The two batches of Hunslet 's were almost identical, certainly to the eye. The main difference was in the number of boiler tubes, increasing the heating surface in the later batch gave a slightly higher tractive effort (by around 1,000 lbf).

All T&D locomotives carried their numbers on cast plates attached to the side tanks.

| Orig.No. | Re-No. | Builders | Works No. | Date | Scrapped | Notes |
|---|---|---|---|---|---|---|
| 1 | 1T | Hunslet | 477 | 1889 | 1955 |  |
| 2 | 2T | Hunslet | 478 | 1889 | 1955 |  |
| 3 | 3T | Hunslet | 479 | 1889 | 1959 | To Inchicore Works 1939 / CLR, 1941 |
| 6 | 6T | Hunslet | 667 | 1898 | 1960 | To Inchicore Works 1950 / WCR, Jan.1953 / Inchicore Works, Dec.1955 / CLR, 1957 |
| 8 (2nd) | 8T | Hunslet | 1051 | 1910 | 1956 | WCR, Nov.1953 / Inchicore Works, Dec.1955 / Withdrawn from service 1.01.1955 |

Locomotive No. 1 was involved in the Camp accident in 1893 when the train “ran away” down the 1 in 29 (3.4%) gradient towards a sharp curve leading onto a bridge over the river. It was said that it hit the curve doing 40 mph and went into the river, the locomotive losing a sandbox which was on the top of the boiler behind the chimney.

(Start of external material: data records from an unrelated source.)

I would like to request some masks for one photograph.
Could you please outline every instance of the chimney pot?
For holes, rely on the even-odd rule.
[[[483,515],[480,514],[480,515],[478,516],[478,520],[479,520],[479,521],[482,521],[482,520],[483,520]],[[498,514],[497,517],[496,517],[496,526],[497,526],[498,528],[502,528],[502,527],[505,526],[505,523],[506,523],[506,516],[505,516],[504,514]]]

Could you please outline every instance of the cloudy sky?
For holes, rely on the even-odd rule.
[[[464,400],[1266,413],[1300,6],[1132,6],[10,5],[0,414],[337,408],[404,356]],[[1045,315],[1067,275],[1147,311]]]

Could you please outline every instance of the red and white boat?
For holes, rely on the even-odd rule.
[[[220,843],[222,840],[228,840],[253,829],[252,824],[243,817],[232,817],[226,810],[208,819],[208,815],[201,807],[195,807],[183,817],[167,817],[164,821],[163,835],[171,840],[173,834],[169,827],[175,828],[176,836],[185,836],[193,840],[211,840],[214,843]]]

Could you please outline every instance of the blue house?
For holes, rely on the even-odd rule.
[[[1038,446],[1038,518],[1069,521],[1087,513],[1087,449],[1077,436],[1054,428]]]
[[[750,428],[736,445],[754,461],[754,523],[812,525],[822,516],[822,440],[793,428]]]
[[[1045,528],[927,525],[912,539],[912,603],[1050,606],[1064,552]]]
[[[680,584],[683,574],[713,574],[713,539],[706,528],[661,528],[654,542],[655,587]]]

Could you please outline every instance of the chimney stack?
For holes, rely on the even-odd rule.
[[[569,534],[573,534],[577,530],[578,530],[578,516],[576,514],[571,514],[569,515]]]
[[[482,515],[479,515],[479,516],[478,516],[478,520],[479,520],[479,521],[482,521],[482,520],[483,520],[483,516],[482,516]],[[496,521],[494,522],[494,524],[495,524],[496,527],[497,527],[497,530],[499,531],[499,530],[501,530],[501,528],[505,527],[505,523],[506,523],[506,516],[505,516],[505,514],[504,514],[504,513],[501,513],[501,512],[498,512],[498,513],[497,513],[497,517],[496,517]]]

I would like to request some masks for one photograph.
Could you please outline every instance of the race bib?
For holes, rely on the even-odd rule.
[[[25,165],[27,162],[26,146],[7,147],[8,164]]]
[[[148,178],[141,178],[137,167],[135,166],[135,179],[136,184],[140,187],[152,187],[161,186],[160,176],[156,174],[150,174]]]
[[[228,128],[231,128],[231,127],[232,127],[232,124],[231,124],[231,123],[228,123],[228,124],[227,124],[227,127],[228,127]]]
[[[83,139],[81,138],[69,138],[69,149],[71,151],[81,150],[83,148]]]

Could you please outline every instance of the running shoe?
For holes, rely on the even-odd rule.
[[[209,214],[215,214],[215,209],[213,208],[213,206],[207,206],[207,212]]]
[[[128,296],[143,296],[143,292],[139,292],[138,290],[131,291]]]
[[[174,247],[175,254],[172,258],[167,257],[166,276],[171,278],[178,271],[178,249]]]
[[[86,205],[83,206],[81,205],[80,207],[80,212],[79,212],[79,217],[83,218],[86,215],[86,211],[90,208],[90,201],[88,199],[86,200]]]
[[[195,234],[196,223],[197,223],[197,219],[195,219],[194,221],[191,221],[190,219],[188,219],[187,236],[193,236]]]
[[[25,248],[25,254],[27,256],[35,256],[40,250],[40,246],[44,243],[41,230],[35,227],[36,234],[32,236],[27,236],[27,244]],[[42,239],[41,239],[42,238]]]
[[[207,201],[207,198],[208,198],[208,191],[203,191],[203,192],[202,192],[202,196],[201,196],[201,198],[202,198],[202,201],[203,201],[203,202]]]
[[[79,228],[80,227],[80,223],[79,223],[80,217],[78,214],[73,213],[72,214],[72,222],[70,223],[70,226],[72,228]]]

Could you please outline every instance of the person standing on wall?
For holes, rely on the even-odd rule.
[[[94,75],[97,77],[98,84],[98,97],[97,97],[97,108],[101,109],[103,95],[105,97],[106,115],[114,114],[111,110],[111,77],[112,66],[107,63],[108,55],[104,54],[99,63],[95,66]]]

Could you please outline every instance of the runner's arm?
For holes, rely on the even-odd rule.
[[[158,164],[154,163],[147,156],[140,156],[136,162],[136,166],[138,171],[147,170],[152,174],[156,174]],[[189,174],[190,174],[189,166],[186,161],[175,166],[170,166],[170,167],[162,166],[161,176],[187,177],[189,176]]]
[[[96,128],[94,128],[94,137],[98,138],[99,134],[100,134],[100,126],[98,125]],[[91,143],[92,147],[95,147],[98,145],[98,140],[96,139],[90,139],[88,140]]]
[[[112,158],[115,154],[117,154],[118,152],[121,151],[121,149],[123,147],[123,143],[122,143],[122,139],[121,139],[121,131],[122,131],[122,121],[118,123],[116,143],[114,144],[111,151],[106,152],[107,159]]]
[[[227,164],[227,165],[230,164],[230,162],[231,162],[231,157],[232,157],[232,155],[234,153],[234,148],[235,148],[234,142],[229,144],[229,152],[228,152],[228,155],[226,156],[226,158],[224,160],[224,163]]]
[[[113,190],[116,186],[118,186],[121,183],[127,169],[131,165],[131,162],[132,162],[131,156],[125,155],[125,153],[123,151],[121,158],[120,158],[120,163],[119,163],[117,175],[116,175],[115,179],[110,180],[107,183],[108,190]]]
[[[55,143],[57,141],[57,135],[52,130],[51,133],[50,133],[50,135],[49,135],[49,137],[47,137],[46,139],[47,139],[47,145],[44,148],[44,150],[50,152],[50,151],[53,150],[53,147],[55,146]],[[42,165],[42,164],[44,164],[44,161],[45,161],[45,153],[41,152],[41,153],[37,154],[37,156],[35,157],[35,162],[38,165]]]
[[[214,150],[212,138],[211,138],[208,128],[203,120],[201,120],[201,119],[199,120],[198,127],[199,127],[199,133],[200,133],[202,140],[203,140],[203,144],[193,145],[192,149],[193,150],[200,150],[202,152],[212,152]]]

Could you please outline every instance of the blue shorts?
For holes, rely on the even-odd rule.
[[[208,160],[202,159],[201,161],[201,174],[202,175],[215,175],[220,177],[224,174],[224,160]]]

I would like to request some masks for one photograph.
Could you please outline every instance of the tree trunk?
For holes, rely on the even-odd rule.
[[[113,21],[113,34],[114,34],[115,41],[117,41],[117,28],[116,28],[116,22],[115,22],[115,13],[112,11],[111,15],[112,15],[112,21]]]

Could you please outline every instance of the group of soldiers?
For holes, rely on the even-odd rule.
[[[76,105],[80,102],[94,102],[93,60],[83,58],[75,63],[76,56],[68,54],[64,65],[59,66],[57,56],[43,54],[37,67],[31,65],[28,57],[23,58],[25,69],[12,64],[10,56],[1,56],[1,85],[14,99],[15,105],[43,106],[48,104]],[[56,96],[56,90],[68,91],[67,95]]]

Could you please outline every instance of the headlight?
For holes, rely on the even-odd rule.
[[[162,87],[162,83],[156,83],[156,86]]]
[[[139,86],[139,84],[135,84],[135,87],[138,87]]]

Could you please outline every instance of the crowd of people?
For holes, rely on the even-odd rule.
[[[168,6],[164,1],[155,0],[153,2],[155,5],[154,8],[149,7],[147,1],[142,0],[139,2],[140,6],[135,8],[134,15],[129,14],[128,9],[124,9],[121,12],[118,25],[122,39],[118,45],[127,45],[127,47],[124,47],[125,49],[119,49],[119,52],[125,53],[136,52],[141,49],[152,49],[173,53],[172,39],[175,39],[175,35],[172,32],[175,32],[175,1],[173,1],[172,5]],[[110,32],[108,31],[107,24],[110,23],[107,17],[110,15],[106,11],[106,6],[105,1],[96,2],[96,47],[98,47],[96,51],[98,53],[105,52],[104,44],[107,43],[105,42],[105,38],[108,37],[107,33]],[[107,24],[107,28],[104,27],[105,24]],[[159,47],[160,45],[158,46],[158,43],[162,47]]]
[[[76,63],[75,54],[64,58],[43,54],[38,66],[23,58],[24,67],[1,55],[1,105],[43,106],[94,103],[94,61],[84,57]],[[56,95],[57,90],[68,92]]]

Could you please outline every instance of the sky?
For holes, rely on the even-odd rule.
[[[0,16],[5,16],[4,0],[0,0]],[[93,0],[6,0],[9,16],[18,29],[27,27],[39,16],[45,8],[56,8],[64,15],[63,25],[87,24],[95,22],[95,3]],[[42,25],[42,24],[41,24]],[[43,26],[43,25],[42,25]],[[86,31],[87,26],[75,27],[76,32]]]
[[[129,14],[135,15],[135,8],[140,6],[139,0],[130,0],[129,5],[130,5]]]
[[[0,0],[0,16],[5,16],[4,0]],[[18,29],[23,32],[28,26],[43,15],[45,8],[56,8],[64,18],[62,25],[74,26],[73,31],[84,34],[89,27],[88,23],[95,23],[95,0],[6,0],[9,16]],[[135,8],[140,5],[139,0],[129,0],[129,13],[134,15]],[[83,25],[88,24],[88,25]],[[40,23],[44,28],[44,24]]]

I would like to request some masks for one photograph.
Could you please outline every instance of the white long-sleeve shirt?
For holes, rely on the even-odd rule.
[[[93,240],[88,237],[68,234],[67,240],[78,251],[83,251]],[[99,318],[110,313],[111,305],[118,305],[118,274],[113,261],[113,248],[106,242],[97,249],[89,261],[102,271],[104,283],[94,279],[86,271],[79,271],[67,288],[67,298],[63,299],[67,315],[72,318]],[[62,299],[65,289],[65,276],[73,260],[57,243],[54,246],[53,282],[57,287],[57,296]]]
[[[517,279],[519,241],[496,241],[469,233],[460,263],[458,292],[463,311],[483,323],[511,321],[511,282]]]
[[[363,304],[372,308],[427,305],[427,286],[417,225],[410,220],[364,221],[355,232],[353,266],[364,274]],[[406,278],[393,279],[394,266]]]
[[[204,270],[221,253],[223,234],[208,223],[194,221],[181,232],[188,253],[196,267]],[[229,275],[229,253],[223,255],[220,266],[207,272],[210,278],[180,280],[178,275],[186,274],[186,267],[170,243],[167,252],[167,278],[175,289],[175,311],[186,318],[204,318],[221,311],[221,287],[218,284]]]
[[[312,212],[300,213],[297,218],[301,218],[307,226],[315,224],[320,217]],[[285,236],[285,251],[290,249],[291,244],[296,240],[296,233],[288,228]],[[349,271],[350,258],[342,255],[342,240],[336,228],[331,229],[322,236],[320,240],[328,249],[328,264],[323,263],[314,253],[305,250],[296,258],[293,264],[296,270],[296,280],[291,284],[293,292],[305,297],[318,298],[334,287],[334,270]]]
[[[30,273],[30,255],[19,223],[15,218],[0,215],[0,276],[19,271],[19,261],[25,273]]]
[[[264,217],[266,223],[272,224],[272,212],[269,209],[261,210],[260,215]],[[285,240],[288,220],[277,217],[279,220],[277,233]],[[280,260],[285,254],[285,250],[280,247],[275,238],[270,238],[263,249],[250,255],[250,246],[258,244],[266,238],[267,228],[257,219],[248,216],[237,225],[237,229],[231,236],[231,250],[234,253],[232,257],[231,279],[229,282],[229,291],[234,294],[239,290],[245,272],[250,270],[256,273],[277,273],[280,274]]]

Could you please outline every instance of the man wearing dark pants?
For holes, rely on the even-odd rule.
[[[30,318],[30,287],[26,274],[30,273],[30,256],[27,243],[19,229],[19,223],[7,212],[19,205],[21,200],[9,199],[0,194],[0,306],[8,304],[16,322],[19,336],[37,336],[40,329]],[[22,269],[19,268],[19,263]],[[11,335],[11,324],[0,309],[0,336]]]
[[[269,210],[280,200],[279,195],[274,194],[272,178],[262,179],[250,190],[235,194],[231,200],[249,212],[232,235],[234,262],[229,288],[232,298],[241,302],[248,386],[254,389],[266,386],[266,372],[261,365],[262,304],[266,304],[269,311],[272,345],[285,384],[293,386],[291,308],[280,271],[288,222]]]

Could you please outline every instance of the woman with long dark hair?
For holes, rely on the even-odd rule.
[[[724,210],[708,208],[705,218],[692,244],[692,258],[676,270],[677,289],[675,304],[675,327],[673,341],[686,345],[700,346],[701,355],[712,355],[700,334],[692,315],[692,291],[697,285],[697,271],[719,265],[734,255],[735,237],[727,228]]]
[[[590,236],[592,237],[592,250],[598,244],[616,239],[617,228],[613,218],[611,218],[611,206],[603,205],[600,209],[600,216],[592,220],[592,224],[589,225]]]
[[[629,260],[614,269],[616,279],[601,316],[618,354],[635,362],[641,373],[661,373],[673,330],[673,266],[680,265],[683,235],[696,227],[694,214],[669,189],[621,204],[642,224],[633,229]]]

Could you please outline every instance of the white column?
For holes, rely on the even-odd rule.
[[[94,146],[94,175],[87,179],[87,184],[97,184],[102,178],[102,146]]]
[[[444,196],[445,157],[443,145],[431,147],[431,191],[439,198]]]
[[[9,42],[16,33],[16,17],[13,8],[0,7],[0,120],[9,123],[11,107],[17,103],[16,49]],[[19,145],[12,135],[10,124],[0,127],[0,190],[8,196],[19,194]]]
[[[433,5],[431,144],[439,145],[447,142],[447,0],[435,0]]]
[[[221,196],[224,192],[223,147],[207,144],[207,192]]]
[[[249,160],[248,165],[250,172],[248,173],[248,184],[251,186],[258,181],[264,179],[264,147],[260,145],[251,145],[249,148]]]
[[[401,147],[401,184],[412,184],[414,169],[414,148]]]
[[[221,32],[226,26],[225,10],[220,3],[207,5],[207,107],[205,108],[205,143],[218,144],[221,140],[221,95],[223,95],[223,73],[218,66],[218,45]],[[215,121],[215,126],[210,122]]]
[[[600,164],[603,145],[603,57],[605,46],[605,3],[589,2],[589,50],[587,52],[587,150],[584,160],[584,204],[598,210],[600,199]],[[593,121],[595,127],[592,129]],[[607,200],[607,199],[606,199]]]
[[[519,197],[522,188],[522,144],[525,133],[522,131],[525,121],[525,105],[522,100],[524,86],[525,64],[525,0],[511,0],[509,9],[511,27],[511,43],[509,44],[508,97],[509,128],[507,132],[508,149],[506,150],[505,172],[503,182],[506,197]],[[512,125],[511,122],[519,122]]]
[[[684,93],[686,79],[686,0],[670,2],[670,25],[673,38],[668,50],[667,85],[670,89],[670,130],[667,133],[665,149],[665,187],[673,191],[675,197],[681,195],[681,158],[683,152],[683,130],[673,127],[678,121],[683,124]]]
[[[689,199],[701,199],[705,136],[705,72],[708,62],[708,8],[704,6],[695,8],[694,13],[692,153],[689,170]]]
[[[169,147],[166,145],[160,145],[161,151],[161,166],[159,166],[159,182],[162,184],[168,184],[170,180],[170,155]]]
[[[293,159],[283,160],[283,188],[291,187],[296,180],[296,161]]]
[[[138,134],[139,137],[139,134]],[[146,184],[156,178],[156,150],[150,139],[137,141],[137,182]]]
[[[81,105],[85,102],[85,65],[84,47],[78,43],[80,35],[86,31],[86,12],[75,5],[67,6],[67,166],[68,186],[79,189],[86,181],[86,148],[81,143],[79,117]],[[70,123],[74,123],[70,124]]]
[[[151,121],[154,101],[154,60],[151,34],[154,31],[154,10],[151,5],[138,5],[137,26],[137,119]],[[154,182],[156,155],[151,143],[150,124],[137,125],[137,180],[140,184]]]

Locomotive No. 6 featured more than once in GSR accident reports. The locomotive wasted no time in featuring on report as its first GSR accident was on the new company's first day of operation when it hit a car, and there cannot have been many about in January 1925. In later years it was involved in the running down of a travelling circus. The worst of these accidents, however, occurred when the locomotive came off the rails on the approach to Lispole viaduct, finishing halfway down the embankment. A different No. 6, from the Cork and Muskerry Light Railway, was transferred to the T&D after the former line's closure, and may have been the engine involved in a famous incident with a steam roller, which formed the basis of a similar incident where Sir Handel played the part in the Rev. W. Awdry. story "Gallant Old Engine".

Locomotives No.3 and No.6 were transferred to the Cavan and Leitrim railway to supplement their motive power. No.6 was used on the dismantling trains following the closure of the Cavan and Leitrim Railway before itself being scrapped.

==Livery==
The locomotives were painted dark green lined out with red between two cream lines. The buffer beams were painted red. In the days of the Great Southern Railways the locomotives were painted in a plain grey livery, the buffer beams being red.